En dehors du Hable d’Omonville et de l’anse Saint-Martin, les roches de La Hague laissent entre elles quelques interstices, où l’on tire à terre des bateaux de pêche. Le principal de ces échouages est celui de Goury, dont les observations de M. Daussy sur les marées de la Manche ont fait connaître au loin le nom : il gît sur le Raz-Blanchard, directement en face d’Aurigny. Les pêcheurs de La Hague bravent sur des bateaux montés par deux hommes et un mousse la mer impérieuse qui les environne, et leur familiarité avec les brusques allures du raz les préserve des naufrages. Tous les marins appelés à fréquenter ces parages, faits pour être en temps de guerre le théâtre de tant de surprises, devraient s’approprier leur expérience.
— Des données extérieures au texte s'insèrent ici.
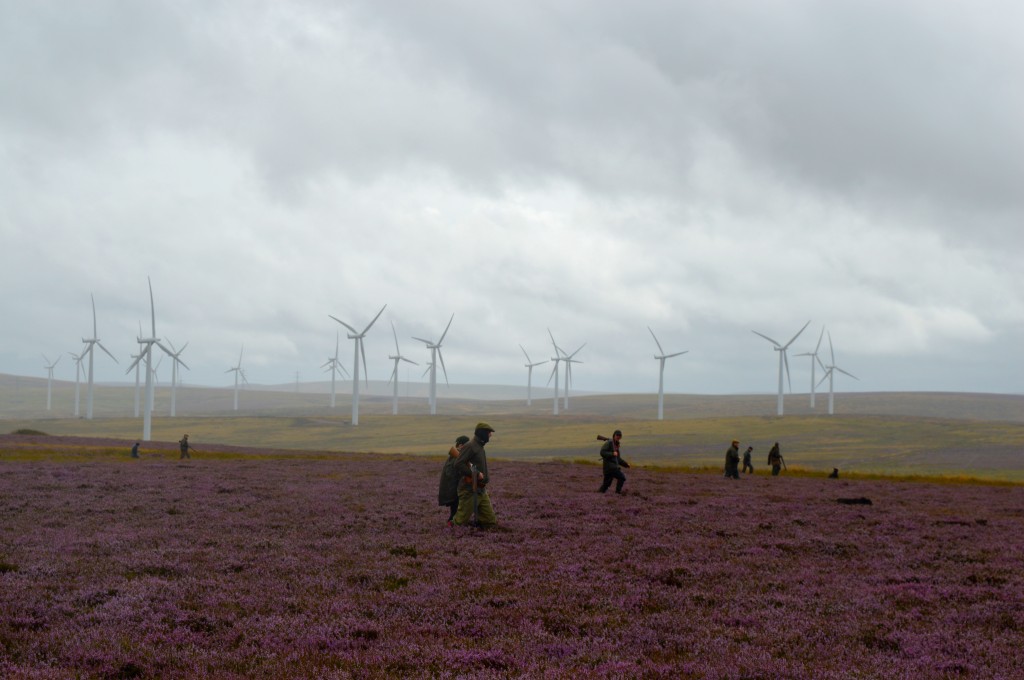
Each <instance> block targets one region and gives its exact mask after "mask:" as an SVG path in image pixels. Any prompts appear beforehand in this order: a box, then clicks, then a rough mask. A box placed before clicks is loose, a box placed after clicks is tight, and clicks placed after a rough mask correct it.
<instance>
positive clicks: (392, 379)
mask: <svg viewBox="0 0 1024 680" xmlns="http://www.w3.org/2000/svg"><path fill="white" fill-rule="evenodd" d="M391 335H393V336H394V354H388V358H389V359H391V360H392V362H394V371H392V372H391V378H389V379H388V382H392V381H394V395H393V396H392V397H391V415H392V416H397V415H398V363H399V362H406V363H408V364H412V365H414V366H419V364H417V363H416V362H414V360H413V359H411V358H406V357H404V356H402V355H401V351H400V350H399V349H398V333H397V331H395V330H394V322H391Z"/></svg>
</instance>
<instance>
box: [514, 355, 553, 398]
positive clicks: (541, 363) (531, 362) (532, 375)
mask: <svg viewBox="0 0 1024 680" xmlns="http://www.w3.org/2000/svg"><path fill="white" fill-rule="evenodd" d="M519 349H521V350H522V355H523V356H525V357H526V363H525V364H524V365H523V366H525V367H526V406H527V407H528V406H529V405H530V393H529V392H530V389H531V387H532V384H534V367H537V366H541V365H542V364H547V362H546V360H545V362H536V363H535V362H531V360H530V358H529V354H527V353H526V349H525V348H524V347H523V346H522V345H519Z"/></svg>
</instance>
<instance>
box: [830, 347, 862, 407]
mask: <svg viewBox="0 0 1024 680" xmlns="http://www.w3.org/2000/svg"><path fill="white" fill-rule="evenodd" d="M828 355H829V357H831V363H830V364H829V365H828V366H826V367H824V369H825V375H823V376H822V377H821V382H824V381H825V378H827V379H828V415H829V416H831V415H833V395H834V391H833V379H834V378H835V377H836V372H837V371H839V372H840V373H842V374H843V375H845V376H850V377H851V378H853V379H854V380H860V378H858V377H857V376H855V375H853V374H852V373H849V372H847V371H844V370H843V369H841V368H839V367H838V366H836V352H835V351H833V346H831V333H829V334H828Z"/></svg>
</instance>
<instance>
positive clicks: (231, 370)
mask: <svg viewBox="0 0 1024 680" xmlns="http://www.w3.org/2000/svg"><path fill="white" fill-rule="evenodd" d="M245 350H246V346H245V345H242V349H240V350H239V363H238V364H237V365H234V366H232V367H231V368H229V369H228V370H227V371H224V373H234V410H236V411H238V410H239V378H241V379H242V382H243V383H248V382H249V380H248V379H247V378H246V371H245V369H243V368H242V352H244V351H245Z"/></svg>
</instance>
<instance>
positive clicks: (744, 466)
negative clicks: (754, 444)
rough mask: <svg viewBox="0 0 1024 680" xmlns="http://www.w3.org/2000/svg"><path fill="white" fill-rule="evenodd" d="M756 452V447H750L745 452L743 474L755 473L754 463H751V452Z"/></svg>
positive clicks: (747, 448) (744, 454) (743, 456)
mask: <svg viewBox="0 0 1024 680" xmlns="http://www.w3.org/2000/svg"><path fill="white" fill-rule="evenodd" d="M753 451H754V447H748V448H746V451H744V452H743V472H744V473H753V472H754V463H753V462H752V461H751V452H753Z"/></svg>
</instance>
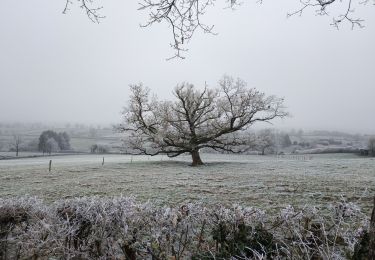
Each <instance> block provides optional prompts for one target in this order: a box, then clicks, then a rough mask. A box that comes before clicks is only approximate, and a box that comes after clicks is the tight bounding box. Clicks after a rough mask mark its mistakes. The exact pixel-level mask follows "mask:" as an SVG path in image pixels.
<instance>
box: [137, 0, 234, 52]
mask: <svg viewBox="0 0 375 260" xmlns="http://www.w3.org/2000/svg"><path fill="white" fill-rule="evenodd" d="M226 1H227V2H228V4H229V6H230V7H233V6H234V5H236V4H237V2H238V1H237V0H226ZM215 2H216V0H143V1H141V2H140V3H139V4H140V8H139V10H147V11H148V12H149V18H148V21H147V22H146V23H145V24H144V25H142V26H143V27H147V26H150V25H153V24H154V23H160V22H166V23H167V24H169V25H170V27H171V29H172V35H173V42H172V43H171V47H172V48H173V49H175V51H176V52H175V55H174V56H173V57H171V58H176V57H178V58H183V56H182V52H183V51H186V50H187V49H185V48H183V47H182V46H183V45H184V43H186V42H188V41H189V40H190V39H191V38H192V36H193V34H194V33H195V31H196V30H197V29H201V30H202V31H203V32H205V33H211V34H214V32H213V28H214V26H213V25H206V24H204V23H202V21H201V17H202V16H203V15H204V14H205V13H206V11H207V9H208V8H209V7H211V6H213V5H214V4H215Z"/></svg>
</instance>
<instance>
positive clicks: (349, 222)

M. Beautems-Beaupré de nos jours, Vauban et Colbert de Terron au XVIIe siècle, François Ier au XVIe, n’ont pas été les premiers à s’apercevoir des avantages attachés à la possession de la presqu’île de La Hague : l’instinct militaire des barbares qui désolaient l’Europe au moyen âge les avait découverts avant eux. Les anciens Normands ont laissé sur cette langue de terre d’irrécusables traces de leur séjour ; ils en avaient fait leur principale place d’armes, et la durée des travaux de défense qu’ils y ont élevés témoigne de la solidité de leur occupation. La presqu’île ressemble, par son élévation et son allongement vers le nord-ouest, à un môle jeté en travers de la Manche. Dans un temps où les mers qui la baignent étaient presque désertes, elle paraissait s’avancer à la rencontre des premiers navigateurs normands, et ses anses, ses échouages invitaient leurs pirogues à s’y arrêter. Ils y descendirent donc, la nommèrent La Hague[1], c’est-à-dire le lieu d’abordage, le havre par excellence, et ne tardèrent pas à reconnaître que l’atterrage qui était le mieux à leur portée par mer était aussi le plus facile à défendre du côté de la terre : la mer dont ils étaient les maîtres l’enveloppait sur les quatre cinquièmes de son périmètre, et il ne fallait, pour le rendre inabordable aux ennemis venant de l’intérieur, qu’une ligne de défense dont ils avaient pu prendre le modèle dans la fameuse muraille des Pictes, ou mieux encore dans le Dannewirke[2] du Slesvig. Telle fut indubitablement l’origine du '

  1. Hagen, altération du danois. Le nom de ville que nous prononçons Copenhague a la même étymologie.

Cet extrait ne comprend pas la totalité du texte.